Friday, September 23, 2016

Biblical Church Revitalization: Solutions for Dying & Divided Churches by Brian Croft

Christian Focus, 2016, 133pp

There has been a lot of emphasis on church planting in recent years, and rightly so. Where villages, towns, or areas of cities are without a gospel church, planting one there is a vital means of discipling believers in the locality and reaching the community for Christ.

But what of places where there already is a gospel church, but the work is in danger of fizzling out? That is where church revitalisation comes in. Which, I would venture to suggest in an urgent priority for many churches in the UK at this time.

Churches may be in need of revitalisation for a number of reasons. Brian Croft's book is directed at helping pastors turn around churches that have become badly dysfunctional in the way they are run, and as a result have become spiritually stunted and inward looking.

Croft was called to  Southern Baptist Church in the USA that had a reputation for chewing up and spitting out pastor after pastor. By the grace of God the situation was transformed and the church is now in a much more healthy place.

The writer does not offer a 'silver bullet' formula for breathing new life into moribund churches. He acknowledges that ultimately only the power of God can do that. But the Lord is pleased to use the means laid down in the Scriptures. Pastors involved in church revitalisation need to be men who are dedicated to God-dependent prayer and the authoritative preaching of the Word. They must be willing to give loving pastoral care to believers who may have been left bruised and broken by their involvement in a difficult church. In some situations biblical patterns of authority and leadership may need to be recovered, such as the plurality of elders who share in the pastoral oversight of the flock. Somewhat confusingly, but for reasons he explains, Croft speaks of the 'plurality of pastors'. 

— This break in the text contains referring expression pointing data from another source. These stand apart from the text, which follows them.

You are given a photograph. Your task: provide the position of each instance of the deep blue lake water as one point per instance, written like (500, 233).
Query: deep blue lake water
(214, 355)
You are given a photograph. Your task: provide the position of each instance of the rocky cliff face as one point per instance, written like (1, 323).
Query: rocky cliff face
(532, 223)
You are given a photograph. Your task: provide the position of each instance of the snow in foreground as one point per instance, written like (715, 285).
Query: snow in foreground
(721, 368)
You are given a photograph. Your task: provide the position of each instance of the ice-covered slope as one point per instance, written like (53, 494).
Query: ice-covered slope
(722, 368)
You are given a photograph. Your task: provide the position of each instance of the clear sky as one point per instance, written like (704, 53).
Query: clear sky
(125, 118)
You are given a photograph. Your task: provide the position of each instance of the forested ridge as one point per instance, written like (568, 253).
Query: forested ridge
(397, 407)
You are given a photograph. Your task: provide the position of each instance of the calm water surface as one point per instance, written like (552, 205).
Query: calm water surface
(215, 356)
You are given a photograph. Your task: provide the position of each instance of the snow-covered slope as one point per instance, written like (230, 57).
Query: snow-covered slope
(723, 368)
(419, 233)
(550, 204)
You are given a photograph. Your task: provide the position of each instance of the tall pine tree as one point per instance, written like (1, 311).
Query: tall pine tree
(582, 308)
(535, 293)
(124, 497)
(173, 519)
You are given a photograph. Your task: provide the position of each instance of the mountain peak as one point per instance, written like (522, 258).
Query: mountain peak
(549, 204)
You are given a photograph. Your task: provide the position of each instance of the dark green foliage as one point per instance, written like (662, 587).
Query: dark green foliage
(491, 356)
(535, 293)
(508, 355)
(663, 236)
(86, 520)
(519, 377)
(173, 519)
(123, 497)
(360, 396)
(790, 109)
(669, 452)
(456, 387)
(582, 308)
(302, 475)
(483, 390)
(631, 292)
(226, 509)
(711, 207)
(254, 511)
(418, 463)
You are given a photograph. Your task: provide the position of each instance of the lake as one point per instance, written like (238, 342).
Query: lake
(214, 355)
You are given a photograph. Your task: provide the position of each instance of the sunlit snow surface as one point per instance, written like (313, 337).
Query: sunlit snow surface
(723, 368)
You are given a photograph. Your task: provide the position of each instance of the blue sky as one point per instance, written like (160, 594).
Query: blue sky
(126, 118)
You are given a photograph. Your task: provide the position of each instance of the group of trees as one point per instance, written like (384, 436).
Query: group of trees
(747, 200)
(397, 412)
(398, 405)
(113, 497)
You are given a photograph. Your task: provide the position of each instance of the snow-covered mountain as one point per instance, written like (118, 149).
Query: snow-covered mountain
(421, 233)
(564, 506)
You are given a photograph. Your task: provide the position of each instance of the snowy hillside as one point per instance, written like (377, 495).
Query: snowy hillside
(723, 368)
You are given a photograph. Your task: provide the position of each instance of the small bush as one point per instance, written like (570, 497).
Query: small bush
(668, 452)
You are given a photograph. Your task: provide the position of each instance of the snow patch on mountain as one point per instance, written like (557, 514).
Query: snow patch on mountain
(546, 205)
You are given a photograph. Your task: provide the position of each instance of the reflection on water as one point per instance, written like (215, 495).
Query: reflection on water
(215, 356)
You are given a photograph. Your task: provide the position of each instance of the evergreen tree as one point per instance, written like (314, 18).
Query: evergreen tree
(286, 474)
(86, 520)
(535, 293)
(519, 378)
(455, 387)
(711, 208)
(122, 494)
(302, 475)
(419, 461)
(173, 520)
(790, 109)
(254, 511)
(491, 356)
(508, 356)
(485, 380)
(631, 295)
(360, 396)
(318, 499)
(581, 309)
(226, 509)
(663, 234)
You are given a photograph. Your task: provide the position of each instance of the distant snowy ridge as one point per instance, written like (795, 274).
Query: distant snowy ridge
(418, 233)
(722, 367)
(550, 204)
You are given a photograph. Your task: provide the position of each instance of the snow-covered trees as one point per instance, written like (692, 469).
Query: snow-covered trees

The book offers a healthy dose of realism. Some of the examples Croft gives of just how bad things were in the early days of his pastorate are hair raising. Plots were hatched to oust him. Some church members were bitterly critical of his ministry.  But as he prayerfully persevered, things began to change. 

Croft emphasises that men involved in church revitalisation work don't need to be super-pastors. The Lord is pleased to use broken people to turn around broken churches. But pastors in difficult situations are going to need spiritual resilience, grit and determination if they are going to stay around for long enough to see the Lord work to turn the church around. 

The writer acknowledges that mistakes were made along the way and patience was needed on both sides. I'm not sure that he acted wisely when he saw off an opponent with a threat to block his future ministry prospects unless he backed down from causing trouble in a members' meeting. To my mind, a man with such an ungracious attitude was an unsuitable candidate for church ministry full stop. The person in question should have been blocked from ministry as a matter of principle, unless a change of heart was in evidence. It's a reminder that no pastor gets it right every time. Especially when fighting on all fronts it isn't always easy to pick our battles. Thankfully, it it Christ's church, not ours and he is able to overrule our blunders.  

Aspiring pastors considering a call to a 'challenging' church will be able to do so with their eyes open having read this book. They will find encouragement here to look to Lord in their struggles, knowing that his strength is made perfect in weakness. That said, no book can fully prepare a man for the sometimes harsh reality of the ministry. In a way all pastoral ministry is church revitalisation work, and brings with it suffering and trials, as well as great joys. 

This volume on church revitalisation will not provide answer for every ailing fellowship. Some may be dying because they have become inward looking and out of touch with their local communities. Others may be making every endevour to reach out, but, as yet have seen little discernible fruit. Croft does not address those kinds of scenarios. 

But as this book shows, difficult churches should not simply be written off. Dry bones can live by power of God's Word and Spirit.

The text could have done with a bit of de-Americanisation for the UK market. E.g. I was surprised to learn that Southern Baptist Churches are unique in having a congregational form of church government. That will come as news to FIEC and Grace Baptist Churches in the UK, to say no more.

None the less... 

A good one for men who are training for pastoral ministry.

An encouragement to brave souls battling it out to revitalise a dying and divided church.